Sarkozy’s in. But can he win?

GlobalPost

BRUSSELS, Belgium — Nicolas Sarkozy revealed the worst-kept secret in France on Wednesday formally declaring his campaign for re-election in the presidential ballot this spring. 

“Given the unprecedented crisis in which France and Europe find themselves, not to run would have been tantamount to abandoning my post,” Sarkozy said in a live TV interview to announce his candidacy under the slogan “La France forte,” or Strong France.

His decision to join the race was never in doubt, despite the large lead in the polls that his main Socialist rival, Francois Hollande, has opened up.

Sarkozy said he took the decision months ago, but held back from declaring to enable him to concentrate on running the country.

Read more: Merkel backs Sarkozy

With the first round of voting scheduled for April 22, latest polls have Sarkozy training at around 25 percent compared to 30 percent for Hollande.

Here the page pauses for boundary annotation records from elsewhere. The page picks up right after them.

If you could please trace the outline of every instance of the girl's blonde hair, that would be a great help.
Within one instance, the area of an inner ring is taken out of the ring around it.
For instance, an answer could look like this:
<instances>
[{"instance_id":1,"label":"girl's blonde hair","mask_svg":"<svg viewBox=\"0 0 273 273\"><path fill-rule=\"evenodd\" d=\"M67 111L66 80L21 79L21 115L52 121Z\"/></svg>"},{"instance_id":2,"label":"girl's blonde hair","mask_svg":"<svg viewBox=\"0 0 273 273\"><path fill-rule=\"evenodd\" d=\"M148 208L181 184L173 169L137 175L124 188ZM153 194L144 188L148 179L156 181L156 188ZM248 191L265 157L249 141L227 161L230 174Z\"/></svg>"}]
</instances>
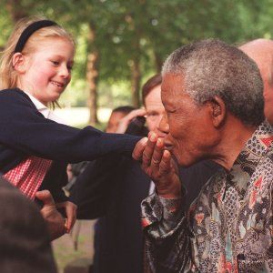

Snapping at the incumbent’s heels are Martine Le Pen of the far right National Front at around 17 percent and maverick Centrist Francois Bayrou on 12.

If Sarkozy faces Hollande in the second round run-off on May 5, a poll published Tuesday in the daily Le Figaro showed the Socialist winning 57.5 percent to 42.5 for Sarkozy.

But it may be too early to write off “Sarko.”

The president has proved to be a feisty campaigner. His immediately launched an attack on Hollande’s “unrealistic” plans to respond to the debt crisis by taxing banks and the rich while hiring more state employees.

“Has he no ideas to put on the table?” he asked of Hollande. “Is it realistic to tell people that we’re going to hire 60,000 extra civil servants?”

Sarkozy is going have to rely on all his street-fighting wiles to claw back the poll deficit and shake off accusations that his five years in power have done little to halt rising unemployment, economic decline and expanding public debt that led the Standard and Poor’s rating agency to downgrade France’s cherished AAA status last month.

“This doesn’t change anything,” Le Pen said of Sarkozy’s announcement. “Sarkozy is trying to make us forget that his record on unemployment, on purchasing power, on immigration is awful.”

Sarkozy TV appearance Wednesday was light on new policy ideas, although he promised to hold more referendums to give a voice to French voters who feel alienated by the political elite. The first, he said, would be on proposals to put the unemployed into re-training schemes.